Utilities remain absent in the uranium market ahead of any news regarding the soon to expire Russian Suspension Agreement, and it's not hard to see why.

-Russian production of uranium down minimally compared to US
-Sales from Kazak mines up 17% yoy
-RSA expiry impacting on demand

Let's review some data from recent Uranium Week reports:

The US Energy Information Agency reported US production for the March quarter of 2020 down -79% from the December quarter of 2019 and -86% lower than the first quarter of last year.

Last week Uranium One, the mining division of Russia's state nuclear entity Rosatom, reported production down -9% in the March quarter from the December quarter and -4% from a year ago.

Uranium One also operates in Kazakhstan, and those mines reported a -37% drop in sales in March from December but a 17% increase year on year. Where did it all go?

At 28%, the US is the largest consumer of global uranium production, and two weeks ago the Department of Energy reported a 20% increase in US purchases year on year in 2019, 90% from offshore.

While Canada remained the top supplier to the US in 2019, the combined purchases of uranium from Russia/Kazakhstan/Uzbekistan exceeded those from Canada/Australia/US for the first time, Canaccord Genuity reported, and this may be exceeded further in 2020 given shutdowns at Canada's Cameco operations.

Note that virus-related shutdowns only began very late in the March quarter, if not in the June quarter, on top of prior shutdowns related simply to the low uranium price.

Uncertainty

It is of little wonder the global uranium market is currently concerned that the Russian Suspension Agreement expires at the end of this year. The RSA puts an "anti-dumping" cap on Russian uranium sales to the US of 20% of total. But that's just Russia. Russian sales to the US in 2019 were only 15% of total, but as noted, combined former-soviet sales exceeded allied sales, if you will.

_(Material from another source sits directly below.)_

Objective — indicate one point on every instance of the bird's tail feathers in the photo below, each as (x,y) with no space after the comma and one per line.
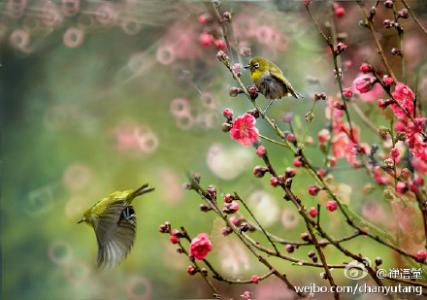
(142,190)
(297,95)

It is also not difficult to understand why, two years ago, US uranium producers petitioned the government to enforce an obligation on US utilities to purchase 25% of requirements domestically. The government instead has budgeted to purchase uranium itself, for the US Strategic Reserve, overcoming the issue of US utilities simply not being able to afford more expensive domestic uranium.

However, that budget is yet to be passed in Congress, and given there's a lot going on at the moment on the fiscal side of things, there is no indication yet of when, or even if, the purchase plan will be ratified.

Throw in the expiry of waivers of US sanctions on Iran, which allowed foreigners (including Russia) to assist Tehran with its (peaceful) nuclear objectives, and it is also not difficult to understand why the global nuclear power industry remains in a state of uncertainty.

As a reflection, activity in the spot uranium market came to a standstill last week, with two off-market transactions leading industry consultant TradeTech to lower its weekly spot price indicator by -US45c to US$33.40/lb. Utilities remain as good as absent from the market.

TradeTech's term market indicators remain at US$37.50/lb (mid) and US$39.00/lb (long).